Exactly same output generations for the same prompt

anmolagarwal999 opened this issue a year ago · comments

I was trying inference on the HumanEval dataset using WizardCoder/src/humaneval_gen.py with the following parameters (state of "generation_config"):

{'max_length': 2048,
 'max_new_tokens': 1000,
 'min_length': 0,
 'min_new_tokens': None,
 'early_stopping': False,
 'max_time': None,
 'do_sample': True,
 'num_beams': 5,
 'num_beam_groups': 1,
 'penalty_alpha': None,
 'use_cache': True,
 'temperature': 10.1,
 'top_k': 50,
 'top_p': 0.95,
 'typical_p': 1.0,
 'epsilon_cutoff': 0.0,
 'eta_cutoff': 0.0,
 'diversity_penalty': 0.0,
 'repetition_penalty': 1.0,
 'encoder_repetition_penalty': 1.0,
 'length_penalty': 1.0,
 'no_repeat_ngram_size': 0,
 'bad_words_ids': None,
 'force_words_ids': None,
 'renormalize_logits': False,
 'constraints': None,
 'forced_bos_token_id': None,
 'forced_eos_token_id': None,
 'remove_invalid_values': False,
 'exponential_decay_length_penalty': None,
 'suppress_tokens': None,
 'begin_suppress_tokens': None,
 'forced_decoder_ids': None,
 'sequence_bias': None,
 'guidance_scale': None,
 'num_return_sequences': 20,
 'output_attentions': False,
 'output_hidden_states': False,
 'output_scores': False,
 'return_dict_in_generate': False,
 'pad_token_id': 49152,
 'bos_token_id': None,
 'eos_token_id': 0,
 'encoder_no_repeat_ngram_size': 0,
 'decoder_start_token_id': None,
 'generation_kwargs': {},
 '_from_model_config': False,
 '_commit_hash': None,
 'transformers_version': '4.31.0'}

All 20 generations for the prompt seem to be exactly the same. I have tried setting a very high temperature (around 10), a high top_p rate (0.99) and the observation still persists. Am I doing something wrong or are the model outputs highly deterministic ?

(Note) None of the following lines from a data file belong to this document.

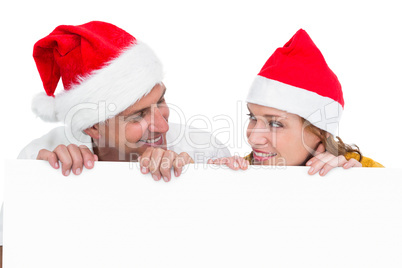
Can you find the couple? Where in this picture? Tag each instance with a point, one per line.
(114, 108)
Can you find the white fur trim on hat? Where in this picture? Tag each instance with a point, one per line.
(105, 92)
(321, 111)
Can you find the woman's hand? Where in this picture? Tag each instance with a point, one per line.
(324, 161)
(159, 162)
(233, 162)
(72, 157)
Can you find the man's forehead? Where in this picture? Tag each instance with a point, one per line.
(146, 101)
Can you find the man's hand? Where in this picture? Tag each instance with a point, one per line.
(323, 162)
(159, 162)
(233, 162)
(72, 157)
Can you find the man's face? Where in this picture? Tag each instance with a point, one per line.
(140, 126)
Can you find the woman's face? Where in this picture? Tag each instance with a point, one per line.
(278, 137)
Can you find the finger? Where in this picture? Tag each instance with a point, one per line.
(155, 163)
(166, 164)
(76, 156)
(64, 156)
(322, 159)
(87, 156)
(232, 163)
(243, 163)
(335, 162)
(145, 160)
(352, 163)
(49, 156)
(180, 161)
(320, 149)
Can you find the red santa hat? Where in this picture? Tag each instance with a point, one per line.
(103, 68)
(297, 79)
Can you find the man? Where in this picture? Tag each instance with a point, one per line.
(113, 105)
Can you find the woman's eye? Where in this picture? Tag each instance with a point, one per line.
(251, 117)
(275, 124)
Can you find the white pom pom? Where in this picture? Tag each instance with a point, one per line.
(44, 107)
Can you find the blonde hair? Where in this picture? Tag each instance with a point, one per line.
(336, 147)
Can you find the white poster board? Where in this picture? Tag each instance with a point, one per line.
(113, 216)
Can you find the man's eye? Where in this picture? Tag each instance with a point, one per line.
(161, 101)
(275, 124)
(251, 117)
(136, 117)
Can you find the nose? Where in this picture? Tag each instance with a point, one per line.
(157, 122)
(258, 135)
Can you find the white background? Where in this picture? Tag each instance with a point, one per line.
(212, 50)
(262, 217)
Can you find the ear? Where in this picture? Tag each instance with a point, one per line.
(93, 132)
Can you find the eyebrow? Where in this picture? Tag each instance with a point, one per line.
(269, 115)
(143, 109)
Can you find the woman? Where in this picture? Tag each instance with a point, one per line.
(295, 105)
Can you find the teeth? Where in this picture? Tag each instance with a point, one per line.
(264, 155)
(153, 141)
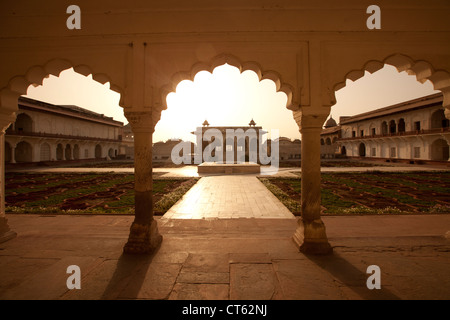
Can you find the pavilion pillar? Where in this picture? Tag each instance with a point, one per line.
(310, 235)
(144, 235)
(5, 232)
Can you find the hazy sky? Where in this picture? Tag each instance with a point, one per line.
(227, 97)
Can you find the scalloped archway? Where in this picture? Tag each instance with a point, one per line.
(237, 63)
(19, 84)
(422, 69)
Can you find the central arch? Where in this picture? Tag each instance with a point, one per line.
(233, 61)
(310, 235)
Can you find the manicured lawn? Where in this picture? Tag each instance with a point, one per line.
(86, 193)
(371, 193)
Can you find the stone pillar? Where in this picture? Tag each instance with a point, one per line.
(144, 236)
(5, 232)
(310, 235)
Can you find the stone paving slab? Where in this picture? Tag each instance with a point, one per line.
(226, 259)
(228, 197)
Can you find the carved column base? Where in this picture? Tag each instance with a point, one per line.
(311, 238)
(144, 238)
(5, 233)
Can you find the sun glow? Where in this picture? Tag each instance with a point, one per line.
(224, 98)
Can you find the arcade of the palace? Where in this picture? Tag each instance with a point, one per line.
(45, 132)
(415, 131)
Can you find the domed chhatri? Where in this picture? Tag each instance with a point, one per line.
(330, 123)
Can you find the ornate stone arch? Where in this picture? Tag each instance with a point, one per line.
(235, 62)
(423, 70)
(19, 84)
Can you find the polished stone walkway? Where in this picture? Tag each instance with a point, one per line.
(221, 259)
(227, 197)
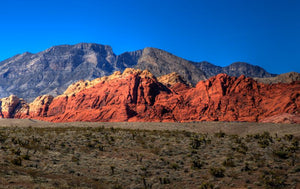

ChiYeung Law · Answer 1 · Sat Jul 29 2023 10:42:20 GMT+0800 (China Standard Time)

Have you tried more samples?

Anmol Agarwal · Answer 2 · Sat Jul 29 2023 15:57:15 GMT+0800 (China Standard Time)

Have you tried more samples?

I did try this for different prompts (including non-coding based instructions).

ChiYeung Law · Answer 3 · Sat Jul 29 2023 19:03:09 GMT+0800 (China Standard Time)

I think you have done some wrong, but I cannot figure it out from your config.
We check the generated results on humaneval with n=20. They are not the same.